Hello, readers! It's The Princess Maker here, with another exciting snippet from an attempt at a Seedfolks sequel!

In our first chapter, we caught up with the now-widower of Florence, who you may remember as the last POV character in the book and as 'a watcher' of the Gibb Street Garden.

Since we've started with Florence, we might as well continue to go backwards in the book as far as character POVs go. What's happened with Amir, the man from India and one of the few who actually has some gardening know-how?

Let's find out!


Chapter Two: A Community Has Many Colors

Kids grow up so fast. They can also change real fast too. My tiny son is not tiny anymore, nor is he the same happy-go-lucky boy either. In the blink of an eye, he's become a tween...and is already acting like a moody teen. He stopped coming with me to the garden, claiming it's 'boring'. It took awhile, but eventually his teacher helped us discover what I believe might be the majority of the problem.

He's the only kid of 'foreigners' in his class - meaning, his parents are not from the U.S. He gets teased sometimes because of his ethnicity; I also hear he wishes he could change his appearance. However, now I know of the situation, I can do something about it. And I know the perfect way to do it.

I bought my son to the garden. He doesn't do much here anymore, except to hand over seeds and tools to me (even though he knows how to do all this planting stuff!). After a bit, he asked me why we were planting so many carrots.

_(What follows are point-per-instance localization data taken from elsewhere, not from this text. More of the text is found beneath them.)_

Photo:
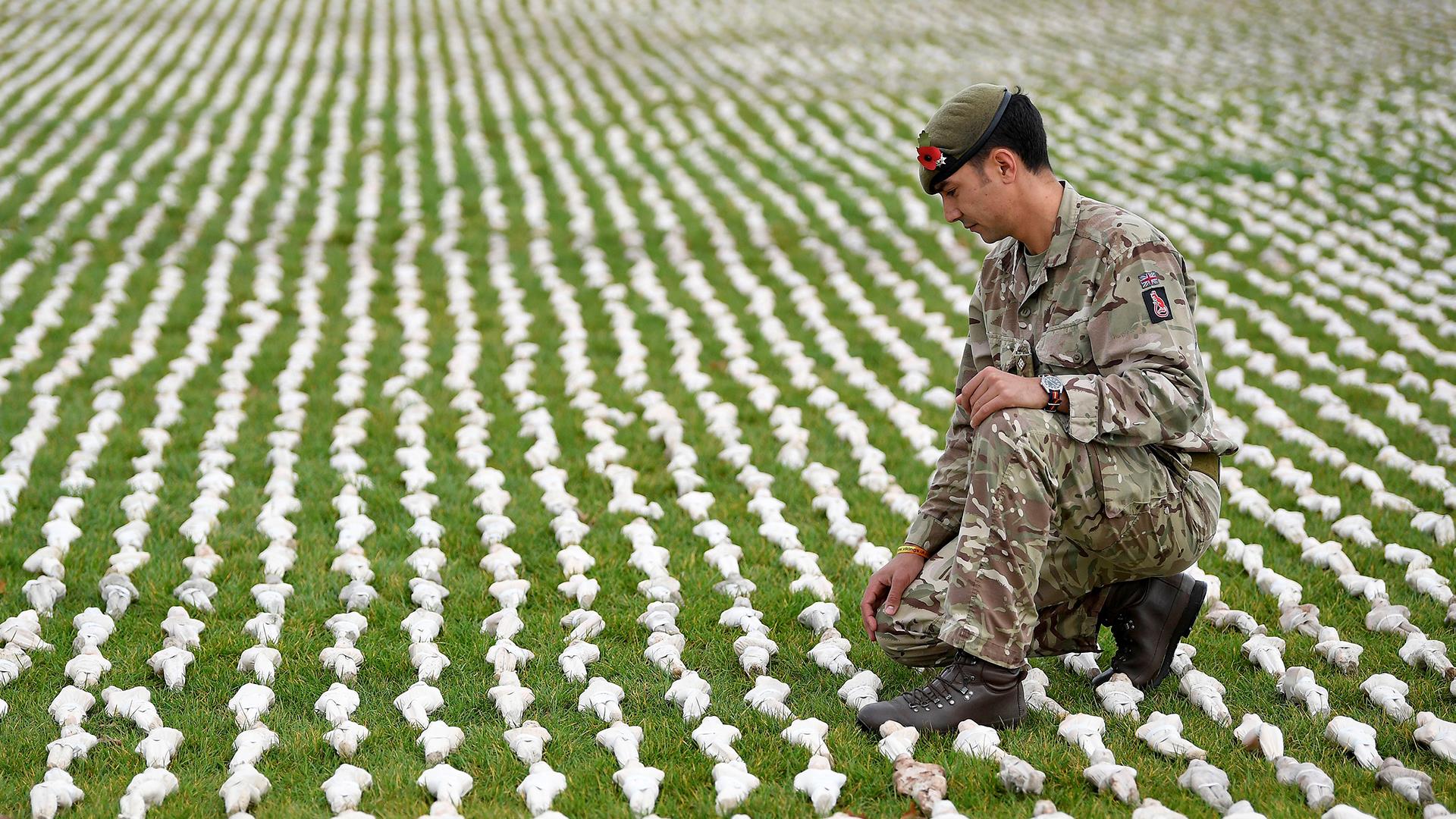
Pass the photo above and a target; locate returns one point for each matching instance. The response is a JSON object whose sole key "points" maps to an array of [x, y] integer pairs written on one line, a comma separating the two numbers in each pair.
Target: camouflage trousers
{"points": [[1049, 523]]}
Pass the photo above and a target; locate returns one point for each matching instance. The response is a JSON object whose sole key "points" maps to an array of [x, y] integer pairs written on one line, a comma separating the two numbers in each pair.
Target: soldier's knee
{"points": [[915, 651]]}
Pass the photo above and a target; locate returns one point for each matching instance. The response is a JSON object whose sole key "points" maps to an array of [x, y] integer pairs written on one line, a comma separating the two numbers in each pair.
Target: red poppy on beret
{"points": [[930, 158]]}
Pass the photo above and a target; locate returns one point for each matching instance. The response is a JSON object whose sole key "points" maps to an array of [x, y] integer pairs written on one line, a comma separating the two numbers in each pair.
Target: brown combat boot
{"points": [[1147, 618], [968, 689]]}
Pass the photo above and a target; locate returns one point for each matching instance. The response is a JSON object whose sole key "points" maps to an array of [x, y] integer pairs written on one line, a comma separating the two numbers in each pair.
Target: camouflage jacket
{"points": [[1112, 315]]}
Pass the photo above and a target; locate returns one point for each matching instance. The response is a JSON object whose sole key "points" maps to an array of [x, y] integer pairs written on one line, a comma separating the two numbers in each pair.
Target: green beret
{"points": [[959, 130]]}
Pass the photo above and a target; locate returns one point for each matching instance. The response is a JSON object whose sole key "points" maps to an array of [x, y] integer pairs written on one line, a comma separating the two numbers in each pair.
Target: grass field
{"points": [[293, 290]]}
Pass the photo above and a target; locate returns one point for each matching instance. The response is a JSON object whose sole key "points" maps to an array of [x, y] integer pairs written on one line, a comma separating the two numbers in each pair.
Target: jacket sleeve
{"points": [[940, 516], [1145, 346]]}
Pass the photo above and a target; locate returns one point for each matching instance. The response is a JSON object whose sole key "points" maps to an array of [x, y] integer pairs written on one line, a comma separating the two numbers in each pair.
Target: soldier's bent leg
{"points": [[912, 635], [1037, 539]]}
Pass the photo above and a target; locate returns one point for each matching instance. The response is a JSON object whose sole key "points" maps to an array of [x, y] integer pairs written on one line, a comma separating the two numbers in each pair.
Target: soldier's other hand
{"points": [[992, 390], [886, 586]]}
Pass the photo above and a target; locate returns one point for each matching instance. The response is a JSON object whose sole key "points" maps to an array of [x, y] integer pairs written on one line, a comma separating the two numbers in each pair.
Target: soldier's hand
{"points": [[886, 586], [992, 390]]}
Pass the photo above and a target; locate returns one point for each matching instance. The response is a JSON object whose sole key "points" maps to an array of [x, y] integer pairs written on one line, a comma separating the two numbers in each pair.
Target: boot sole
{"points": [[1185, 620]]}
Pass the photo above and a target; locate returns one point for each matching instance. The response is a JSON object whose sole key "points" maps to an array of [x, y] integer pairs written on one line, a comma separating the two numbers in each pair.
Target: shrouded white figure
{"points": [[576, 657], [808, 733], [1356, 738], [1389, 618], [73, 744], [1423, 651], [55, 792], [1019, 776], [977, 741], [767, 695], [1082, 664], [446, 783], [639, 783], [346, 738], [251, 745], [896, 739], [71, 706], [346, 787], [1084, 730], [171, 665], [243, 789], [1407, 783], [419, 701], [1164, 733], [12, 662], [422, 626], [438, 741], [603, 698], [1260, 736], [1120, 697], [42, 594], [666, 651], [182, 629], [1207, 783], [1316, 786], [86, 667], [715, 739], [832, 653], [262, 661], [92, 627], [347, 626], [133, 704], [584, 624], [817, 617], [1106, 774], [511, 698], [622, 741], [337, 704], [1436, 735], [147, 789], [922, 781], [343, 659], [692, 694], [541, 787], [1206, 692], [265, 627], [251, 701], [820, 783], [861, 689], [1388, 692], [1266, 651], [428, 661], [1340, 653], [755, 651]]}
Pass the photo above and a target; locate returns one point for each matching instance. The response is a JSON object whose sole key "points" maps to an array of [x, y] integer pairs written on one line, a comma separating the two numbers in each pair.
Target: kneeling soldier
{"points": [[1081, 466]]}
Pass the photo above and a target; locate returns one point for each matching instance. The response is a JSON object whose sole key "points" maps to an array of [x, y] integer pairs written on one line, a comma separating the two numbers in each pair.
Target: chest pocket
{"points": [[1066, 349]]}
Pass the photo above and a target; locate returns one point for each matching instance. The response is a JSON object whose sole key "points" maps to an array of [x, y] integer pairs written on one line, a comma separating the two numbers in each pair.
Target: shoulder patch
{"points": [[1156, 303]]}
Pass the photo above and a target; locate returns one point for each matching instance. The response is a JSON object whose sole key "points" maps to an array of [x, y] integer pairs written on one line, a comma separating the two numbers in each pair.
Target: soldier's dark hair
{"points": [[1021, 131]]}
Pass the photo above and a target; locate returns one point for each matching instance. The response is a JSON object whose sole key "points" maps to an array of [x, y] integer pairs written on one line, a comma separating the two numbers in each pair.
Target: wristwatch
{"points": [[1053, 387]]}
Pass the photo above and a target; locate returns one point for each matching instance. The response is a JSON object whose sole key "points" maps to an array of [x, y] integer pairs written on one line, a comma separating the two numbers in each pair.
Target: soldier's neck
{"points": [[1038, 219]]}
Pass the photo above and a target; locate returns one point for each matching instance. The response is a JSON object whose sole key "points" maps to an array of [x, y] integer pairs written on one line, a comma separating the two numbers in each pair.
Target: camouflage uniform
{"points": [[1047, 507]]}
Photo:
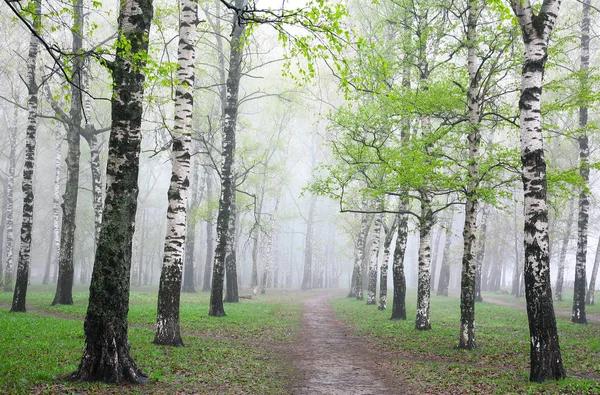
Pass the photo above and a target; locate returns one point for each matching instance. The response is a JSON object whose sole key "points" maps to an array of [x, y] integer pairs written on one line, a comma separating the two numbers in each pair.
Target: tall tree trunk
{"points": [[20, 293], [359, 253], [54, 245], [231, 281], [578, 315], [546, 360], [385, 265], [435, 246], [168, 331], [445, 270], [190, 238], [64, 285], [227, 163], [270, 261], [422, 321], [10, 191], [399, 278], [373, 261], [106, 355], [469, 264], [481, 255], [256, 240], [560, 277], [209, 237], [308, 252], [589, 298]]}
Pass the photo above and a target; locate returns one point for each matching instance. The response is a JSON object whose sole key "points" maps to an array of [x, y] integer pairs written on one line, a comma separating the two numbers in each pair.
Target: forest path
{"points": [[329, 359]]}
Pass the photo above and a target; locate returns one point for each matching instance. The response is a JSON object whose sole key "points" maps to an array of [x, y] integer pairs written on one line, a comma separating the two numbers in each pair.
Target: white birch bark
{"points": [[10, 191], [22, 279], [167, 321], [578, 315], [546, 360], [373, 261]]}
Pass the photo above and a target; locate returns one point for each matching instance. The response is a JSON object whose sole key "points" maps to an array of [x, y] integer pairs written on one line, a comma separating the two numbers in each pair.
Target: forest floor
{"points": [[329, 359]]}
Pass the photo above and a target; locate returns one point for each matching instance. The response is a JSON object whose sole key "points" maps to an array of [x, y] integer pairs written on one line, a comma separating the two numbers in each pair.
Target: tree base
{"points": [[109, 362]]}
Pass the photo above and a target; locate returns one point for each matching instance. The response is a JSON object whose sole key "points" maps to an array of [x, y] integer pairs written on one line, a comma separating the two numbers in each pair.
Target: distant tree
{"points": [[546, 360], [72, 122], [560, 277], [54, 245], [167, 320], [227, 162], [20, 293], [387, 242], [106, 356], [10, 185], [578, 314]]}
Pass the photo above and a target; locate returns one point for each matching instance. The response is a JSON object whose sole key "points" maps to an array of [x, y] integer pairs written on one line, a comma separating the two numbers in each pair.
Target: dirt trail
{"points": [[328, 359]]}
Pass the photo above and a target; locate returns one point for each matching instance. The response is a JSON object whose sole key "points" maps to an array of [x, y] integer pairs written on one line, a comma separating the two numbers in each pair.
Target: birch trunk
{"points": [[54, 246], [168, 331], [64, 285], [470, 265], [578, 315], [481, 255], [268, 269], [373, 261], [10, 191], [209, 237], [106, 356], [399, 278], [308, 253], [385, 265], [190, 238], [546, 360], [589, 298], [231, 275], [227, 162], [20, 293], [445, 269], [422, 321], [560, 277], [359, 252]]}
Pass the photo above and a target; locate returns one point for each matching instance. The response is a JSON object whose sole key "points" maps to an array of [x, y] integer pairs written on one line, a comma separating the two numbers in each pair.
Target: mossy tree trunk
{"points": [[106, 355]]}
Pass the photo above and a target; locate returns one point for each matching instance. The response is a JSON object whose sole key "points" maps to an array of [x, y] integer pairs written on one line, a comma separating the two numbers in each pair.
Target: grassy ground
{"points": [[233, 354], [500, 364]]}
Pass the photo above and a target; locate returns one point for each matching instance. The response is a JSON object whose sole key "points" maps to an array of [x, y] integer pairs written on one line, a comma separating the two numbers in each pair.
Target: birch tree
{"points": [[227, 162], [72, 122], [10, 185], [546, 360], [578, 314], [22, 278], [106, 355], [167, 321]]}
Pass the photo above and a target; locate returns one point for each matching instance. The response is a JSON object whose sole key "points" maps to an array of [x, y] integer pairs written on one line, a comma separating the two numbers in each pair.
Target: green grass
{"points": [[500, 364], [232, 354]]}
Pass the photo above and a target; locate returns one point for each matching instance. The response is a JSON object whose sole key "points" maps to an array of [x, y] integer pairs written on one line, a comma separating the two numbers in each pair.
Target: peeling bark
{"points": [[578, 316], [373, 261], [10, 185], [106, 356], [546, 360], [20, 292], [64, 285], [227, 162], [560, 277], [168, 330], [422, 321]]}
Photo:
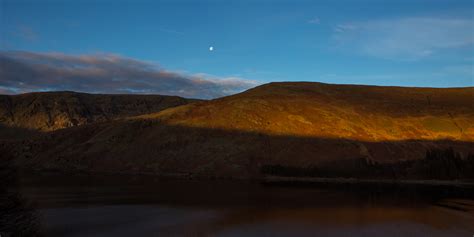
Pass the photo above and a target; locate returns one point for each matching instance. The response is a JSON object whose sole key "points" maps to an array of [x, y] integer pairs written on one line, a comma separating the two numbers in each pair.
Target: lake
{"points": [[124, 205]]}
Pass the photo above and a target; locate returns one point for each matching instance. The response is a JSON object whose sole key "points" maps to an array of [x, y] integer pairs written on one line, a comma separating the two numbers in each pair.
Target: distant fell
{"points": [[48, 111]]}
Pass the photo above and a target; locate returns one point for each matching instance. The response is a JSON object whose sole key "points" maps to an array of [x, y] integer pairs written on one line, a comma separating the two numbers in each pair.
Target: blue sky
{"points": [[403, 43]]}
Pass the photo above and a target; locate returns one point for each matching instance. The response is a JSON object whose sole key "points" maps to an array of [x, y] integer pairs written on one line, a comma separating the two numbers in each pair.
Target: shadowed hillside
{"points": [[55, 110], [288, 124]]}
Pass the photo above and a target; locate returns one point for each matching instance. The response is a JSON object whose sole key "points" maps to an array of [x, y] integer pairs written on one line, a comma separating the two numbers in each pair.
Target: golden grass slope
{"points": [[364, 113]]}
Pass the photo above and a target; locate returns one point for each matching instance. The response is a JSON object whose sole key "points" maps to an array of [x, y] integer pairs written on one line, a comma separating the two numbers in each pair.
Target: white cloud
{"points": [[406, 38], [106, 73]]}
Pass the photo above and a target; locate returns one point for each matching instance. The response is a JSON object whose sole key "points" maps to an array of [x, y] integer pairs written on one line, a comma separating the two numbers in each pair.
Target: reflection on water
{"points": [[145, 206]]}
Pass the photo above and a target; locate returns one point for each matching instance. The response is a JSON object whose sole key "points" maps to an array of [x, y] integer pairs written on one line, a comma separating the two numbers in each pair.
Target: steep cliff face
{"points": [[289, 124], [56, 110]]}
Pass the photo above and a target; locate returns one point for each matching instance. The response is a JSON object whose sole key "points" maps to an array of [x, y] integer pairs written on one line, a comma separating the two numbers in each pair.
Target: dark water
{"points": [[146, 206]]}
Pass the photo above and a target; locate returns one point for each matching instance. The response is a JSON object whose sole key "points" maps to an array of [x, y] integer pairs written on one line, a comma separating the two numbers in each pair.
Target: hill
{"points": [[48, 111], [347, 130]]}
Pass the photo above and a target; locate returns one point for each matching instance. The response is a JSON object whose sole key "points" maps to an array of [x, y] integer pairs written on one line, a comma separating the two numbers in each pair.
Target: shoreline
{"points": [[320, 180]]}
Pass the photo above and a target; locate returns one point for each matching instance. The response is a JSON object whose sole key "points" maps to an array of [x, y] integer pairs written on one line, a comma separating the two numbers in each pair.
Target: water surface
{"points": [[147, 206]]}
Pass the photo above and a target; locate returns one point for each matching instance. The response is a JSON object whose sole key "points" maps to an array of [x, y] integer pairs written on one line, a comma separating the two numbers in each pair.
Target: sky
{"points": [[163, 47]]}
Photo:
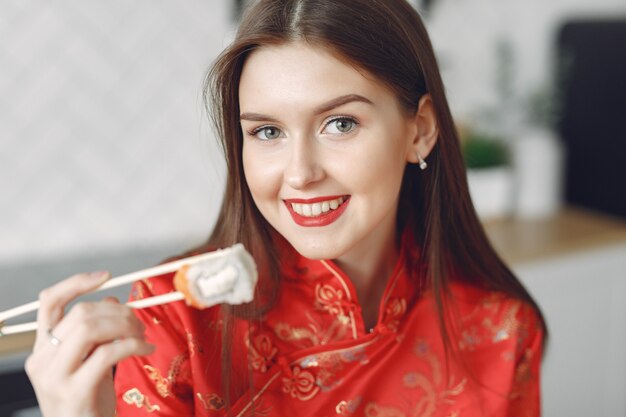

I told him how, when I first started out here, I met this Polish lady named Agnes who taught me that 'Poles do MORE than cook cabbage' - although I got a pretty good laugh after she passed away about three years ago, when her granddaughter came by my home and told me she left us a bunch of cabbage seeds. I think she wrote something that said 'You want cabbage, I'll give you cabbage!'.

However, it wasn't just Agnes that showed me how wrong my assumptions about other groups were. There was also Royce, the African-American teenager who became the garden's 'security guard' in a way. It's still a shame about what happened to him. But more than them, the person who truly showed me how assumptions can be changed was from Imelda - who once called ME 'a dirty foreigner' and is now my good friend. The way all of us met and talked in the first place was because we were all working in the garden.

After hearing about how I met Imelda, my son got quiet but I could tell my stories got to him somehow. A few seconds later, this little Hispanic girl - maybe slightly younger than him - walks up to him and asks what we are planting. My son starts talking to her. A little, and then more. Then she asks if he would like to look at her father's beans, so I tell him to go on ahead. A little ways down in her spot, this boy around my son's age comes up and starts talking to them.

Seeing my son talk a little more animatedly gives me hope that he'll see that no matter how much people tease him, every community has a lot of different colors to it.


The two women Amir encounters in the book are real, but they're not named. I gave the Polish woman who cut carrots the name 'Agnes' and the former prejudiced Italian lady the name 'Imelda'. I imagine after realizing Amir was the store manager she mouthed off to, she started looking at herself a little more and tried to change.

If I were Agnes, I'd think it would be funny if people think you ate a lot of cabbage. But who is the little Hispanic girl and the other boy? What happened to Royce?